Titolo originale: L’anomalie
Traduzione di Anna D’Elia


Ci sono certi libri per cui sarebbe bello non esistesse la quarta di copertina: libri da scoprire pagina dopo pagina, per valorizzarne l’intreccio, capire solo progressivamente l’intenzione autoriale. Così è per L’anomalia di Hervé Le Tellier, un volume stratificato, la cui complessità è impossibile restituire in poche righe e in cui la chiave del mistero, l’anomalia che sta alla base della trama, è un disvelamento continuamente rimandato. Nella prima sezione del volume iniziamo infatti a conoscere i protagonisti, immortalati in diverse tappe della propria singolare esistenza, più o meno rilevanti, ma in egual modo collocate in un periodo compreso tra il marzo del 2021 e la fine di giugno dello stesso anno, quindi in un presente che sa già di futuro prossimo. In comune, queste vite hanno un volo transoceanico da Parigi a New York avvenuto il 10 marzo, da tutti ricordato per una spaventosa quanto imprevista turbolenza, che ha fatto temere a passeggeri ed equipaggio per la propria sopravvivenza. Eppure l’aereo è atterrato felicemente al JFK di New York e ciascuno è andato avanti per la propria strada, pur non dimentico di quelle ore di paura.
L’opera si configura attraverso una serie di tasselli tenuti insieme da un filo inizialmente sottile e poi sempre più evidente, man mano che le sorti dei personaggi si intersecano intorno a un evento inspiegabile, l’anomalia del titolo. Niente di meno del resto ci si aspetta dall’autore, presidente dell’OuLiPo, che gioca sapientemente con il materiale narrativo muovendosi su più piani, attraverso diversi punti di vista, e costruendo un romanzo articolato e intellettualmente sfidante per il lettore.

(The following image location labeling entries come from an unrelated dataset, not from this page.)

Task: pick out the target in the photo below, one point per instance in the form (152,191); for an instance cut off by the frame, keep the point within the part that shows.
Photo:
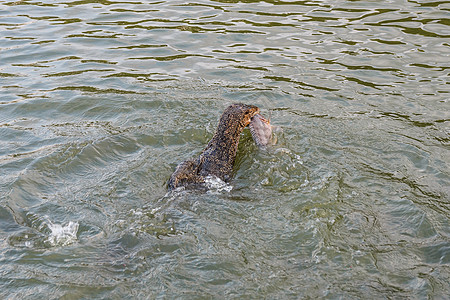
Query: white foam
(62,235)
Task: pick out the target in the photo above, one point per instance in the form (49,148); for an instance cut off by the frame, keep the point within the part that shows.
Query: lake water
(100,100)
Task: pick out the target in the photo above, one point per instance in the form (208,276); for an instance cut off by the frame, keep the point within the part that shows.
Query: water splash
(62,235)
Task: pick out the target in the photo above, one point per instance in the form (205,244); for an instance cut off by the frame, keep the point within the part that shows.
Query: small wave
(62,235)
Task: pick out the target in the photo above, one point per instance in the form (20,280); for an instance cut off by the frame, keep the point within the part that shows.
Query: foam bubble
(62,235)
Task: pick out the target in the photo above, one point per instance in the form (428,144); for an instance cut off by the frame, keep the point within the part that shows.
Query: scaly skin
(218,157)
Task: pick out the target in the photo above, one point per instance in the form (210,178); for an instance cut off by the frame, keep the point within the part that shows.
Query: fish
(261,131)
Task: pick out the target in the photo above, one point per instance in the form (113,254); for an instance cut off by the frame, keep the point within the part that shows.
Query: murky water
(100,100)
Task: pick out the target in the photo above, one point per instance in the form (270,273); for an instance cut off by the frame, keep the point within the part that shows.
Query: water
(101,100)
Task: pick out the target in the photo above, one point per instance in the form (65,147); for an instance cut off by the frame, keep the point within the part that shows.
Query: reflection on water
(101,100)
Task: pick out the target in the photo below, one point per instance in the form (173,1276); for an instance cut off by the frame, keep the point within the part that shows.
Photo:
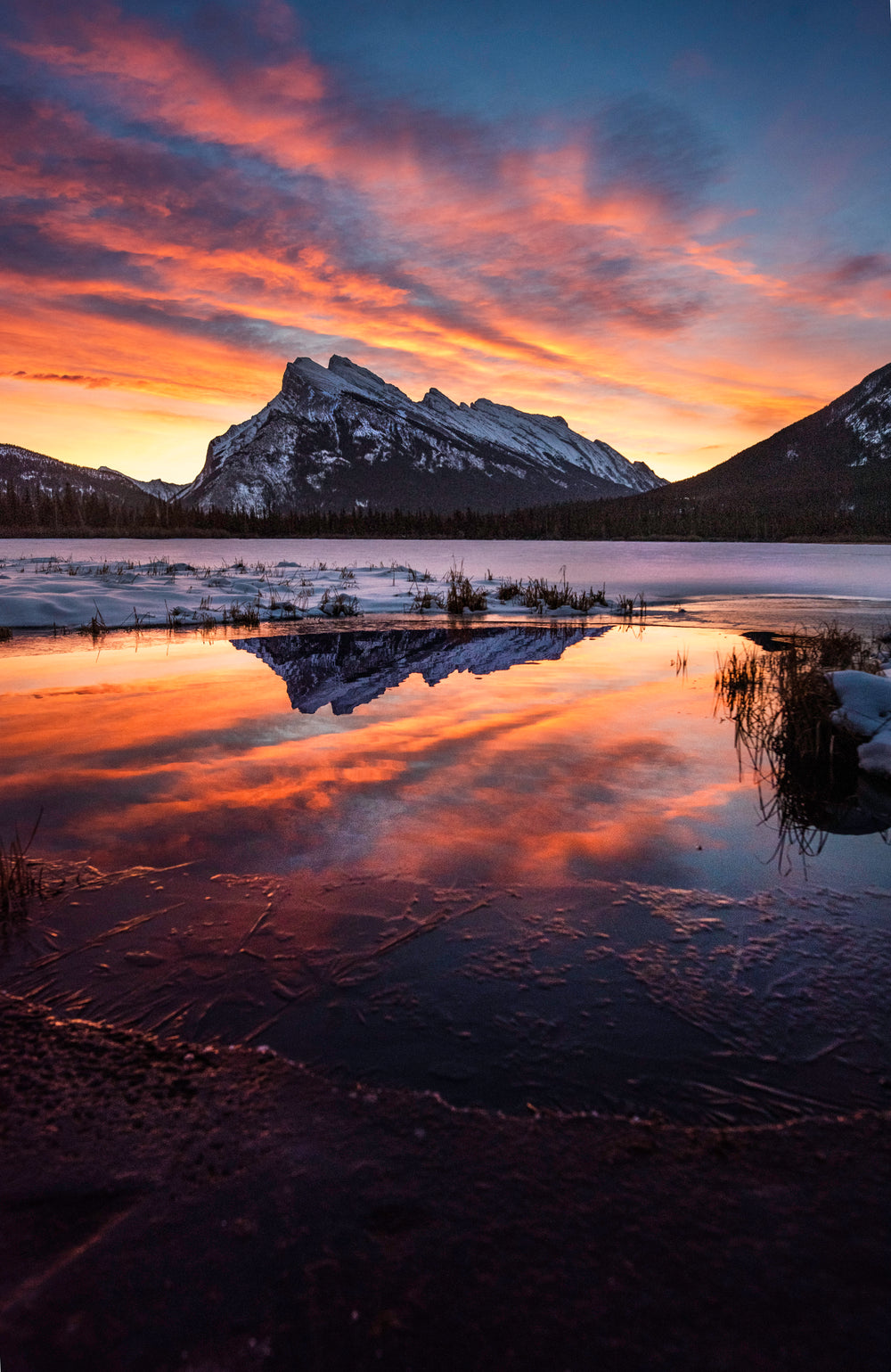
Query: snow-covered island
(45,593)
(865,712)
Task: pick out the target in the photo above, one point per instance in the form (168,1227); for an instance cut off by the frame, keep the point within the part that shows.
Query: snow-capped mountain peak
(340,435)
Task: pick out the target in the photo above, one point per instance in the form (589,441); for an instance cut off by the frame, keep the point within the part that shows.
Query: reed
(20,877)
(339,605)
(461,593)
(781,702)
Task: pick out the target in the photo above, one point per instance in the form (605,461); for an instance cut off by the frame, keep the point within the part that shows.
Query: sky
(668,223)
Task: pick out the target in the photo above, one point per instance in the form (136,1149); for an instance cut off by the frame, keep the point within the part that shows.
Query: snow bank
(865,711)
(50,592)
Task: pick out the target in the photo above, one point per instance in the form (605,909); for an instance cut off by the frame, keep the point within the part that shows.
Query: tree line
(654,514)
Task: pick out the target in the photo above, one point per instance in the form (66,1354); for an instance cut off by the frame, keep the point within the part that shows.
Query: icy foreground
(865,711)
(47,592)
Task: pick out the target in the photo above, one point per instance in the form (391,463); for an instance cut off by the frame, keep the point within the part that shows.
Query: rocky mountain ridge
(340,437)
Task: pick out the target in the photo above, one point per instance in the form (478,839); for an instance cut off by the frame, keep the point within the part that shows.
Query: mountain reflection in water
(356,667)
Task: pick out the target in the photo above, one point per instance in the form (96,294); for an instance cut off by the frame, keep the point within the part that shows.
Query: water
(665,572)
(521,865)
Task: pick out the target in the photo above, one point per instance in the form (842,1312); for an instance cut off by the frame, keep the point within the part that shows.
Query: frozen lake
(509,863)
(664,571)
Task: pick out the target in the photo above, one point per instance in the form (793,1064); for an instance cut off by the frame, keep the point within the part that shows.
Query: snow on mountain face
(867,414)
(340,435)
(163,490)
(354,667)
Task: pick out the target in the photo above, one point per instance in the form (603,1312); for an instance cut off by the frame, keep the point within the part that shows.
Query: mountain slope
(845,448)
(825,476)
(340,437)
(41,475)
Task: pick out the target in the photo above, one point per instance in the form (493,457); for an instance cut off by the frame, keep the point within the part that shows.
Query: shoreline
(166,1206)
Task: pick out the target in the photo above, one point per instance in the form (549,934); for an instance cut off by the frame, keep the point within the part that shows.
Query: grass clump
(781,702)
(20,877)
(339,605)
(241,616)
(424,598)
(461,595)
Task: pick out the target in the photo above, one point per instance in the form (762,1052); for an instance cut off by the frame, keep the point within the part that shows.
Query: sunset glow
(187,210)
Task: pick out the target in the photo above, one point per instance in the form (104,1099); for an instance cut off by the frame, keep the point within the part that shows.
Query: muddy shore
(166,1206)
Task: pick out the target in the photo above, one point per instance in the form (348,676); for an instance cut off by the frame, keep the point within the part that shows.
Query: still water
(514,865)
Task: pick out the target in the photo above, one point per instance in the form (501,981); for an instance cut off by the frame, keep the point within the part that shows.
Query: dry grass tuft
(781,704)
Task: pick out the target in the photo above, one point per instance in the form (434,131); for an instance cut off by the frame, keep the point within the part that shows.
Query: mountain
(339,438)
(353,667)
(157,488)
(40,475)
(843,449)
(824,476)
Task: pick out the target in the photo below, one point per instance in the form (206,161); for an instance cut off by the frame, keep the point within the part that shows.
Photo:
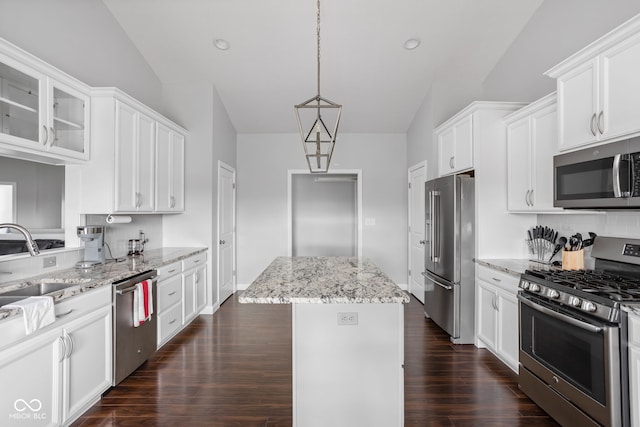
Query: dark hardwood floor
(234,369)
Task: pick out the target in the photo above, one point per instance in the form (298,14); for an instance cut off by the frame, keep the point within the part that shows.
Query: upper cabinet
(137,161)
(455,144)
(531,144)
(44,113)
(169,169)
(598,89)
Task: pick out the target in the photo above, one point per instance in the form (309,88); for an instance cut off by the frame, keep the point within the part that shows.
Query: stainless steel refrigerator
(449,252)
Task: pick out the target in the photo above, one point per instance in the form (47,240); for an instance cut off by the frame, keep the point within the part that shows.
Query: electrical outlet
(348,318)
(49,262)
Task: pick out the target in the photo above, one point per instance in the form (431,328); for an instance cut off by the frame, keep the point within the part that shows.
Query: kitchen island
(348,338)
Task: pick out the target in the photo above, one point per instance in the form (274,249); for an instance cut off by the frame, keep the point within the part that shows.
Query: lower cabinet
(497,315)
(53,376)
(634,368)
(181,295)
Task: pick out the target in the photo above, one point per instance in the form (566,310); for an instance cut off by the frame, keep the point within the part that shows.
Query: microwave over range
(602,177)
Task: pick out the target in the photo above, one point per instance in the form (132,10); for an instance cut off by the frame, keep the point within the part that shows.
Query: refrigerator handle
(435,225)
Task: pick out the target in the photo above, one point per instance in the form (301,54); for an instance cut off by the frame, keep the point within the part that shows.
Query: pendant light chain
(318,31)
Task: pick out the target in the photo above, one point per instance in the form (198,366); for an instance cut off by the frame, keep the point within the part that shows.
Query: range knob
(552,293)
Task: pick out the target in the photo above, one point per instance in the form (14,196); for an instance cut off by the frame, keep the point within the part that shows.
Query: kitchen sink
(4,300)
(38,289)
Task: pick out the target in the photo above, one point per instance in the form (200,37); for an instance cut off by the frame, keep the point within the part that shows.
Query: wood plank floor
(234,369)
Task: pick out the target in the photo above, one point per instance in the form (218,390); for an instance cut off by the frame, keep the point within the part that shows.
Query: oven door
(576,356)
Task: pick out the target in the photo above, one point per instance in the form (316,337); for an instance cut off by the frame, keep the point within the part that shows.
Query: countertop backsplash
(610,224)
(117,235)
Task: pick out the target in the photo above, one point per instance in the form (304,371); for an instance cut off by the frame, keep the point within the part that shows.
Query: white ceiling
(271,65)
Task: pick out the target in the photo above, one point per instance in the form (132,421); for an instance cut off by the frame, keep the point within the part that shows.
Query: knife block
(573,260)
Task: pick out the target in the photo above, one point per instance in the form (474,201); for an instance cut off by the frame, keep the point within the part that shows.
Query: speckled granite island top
(323,280)
(85,280)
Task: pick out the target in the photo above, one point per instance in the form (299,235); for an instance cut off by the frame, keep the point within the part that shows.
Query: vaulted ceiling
(271,63)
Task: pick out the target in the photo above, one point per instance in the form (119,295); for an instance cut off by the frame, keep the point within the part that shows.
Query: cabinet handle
(70,347)
(53,136)
(599,122)
(64,314)
(64,349)
(593,124)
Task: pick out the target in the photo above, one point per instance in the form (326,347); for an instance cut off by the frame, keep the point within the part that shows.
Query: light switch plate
(49,261)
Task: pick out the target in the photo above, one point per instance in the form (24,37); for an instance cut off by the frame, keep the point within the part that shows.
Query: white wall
(263,162)
(83,39)
(211,137)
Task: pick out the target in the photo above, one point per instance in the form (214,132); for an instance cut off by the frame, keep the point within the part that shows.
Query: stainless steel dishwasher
(132,346)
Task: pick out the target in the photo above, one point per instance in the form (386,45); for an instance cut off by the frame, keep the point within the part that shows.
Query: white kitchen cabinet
(169,300)
(497,315)
(181,295)
(87,368)
(44,113)
(455,144)
(531,144)
(31,373)
(169,169)
(58,372)
(135,158)
(597,89)
(634,368)
(129,158)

La domanda primaria che sta alla base della narrazione è solo apparentemente semplice, e non è di natura scientifica: quanto può cambiare la vita di un essere umano in centosei giorni? Ci sono amori che finiscono e relazioni che nascono, sfide lavorative che vengono colte, famiglie che entrano in crisi, bambini che nascono, malattie che consumano, c’è anche chi sceglie di togliersi la vita, preda di un’improvvisa insensatezza. Centosei giorni non sembrano nulla, nell’arco di un’esistenza, sicuramente non nei tempi lunghi del cosmo. Eppure possono essere un tempo bastante per una divergenza, per un cambiamento seppur minimo di rotta, che allontana il soggetto irrimediabilmente dal punto di partenza. Questa discrepanza emerge a livello narrativo quando, il 24 giugno, tre mesi dopo la prima volta, sui radar del JFK ricompare il volo Air France 006, con lo stesso equipaggio e i medesimi passeggeri del 10 marzo, e chiede nuovamente di atterrare – inconsapevole del tempo passato, di una duplicazione che ha del fantascientifico. Per chi si trova a bordo, il tempo non è mai passato. Duecentoquarantatrè passeggeri aspettano di rientrare, nel mese di marzo, nella propria quotidianità, di tornare alle proprie famiglie.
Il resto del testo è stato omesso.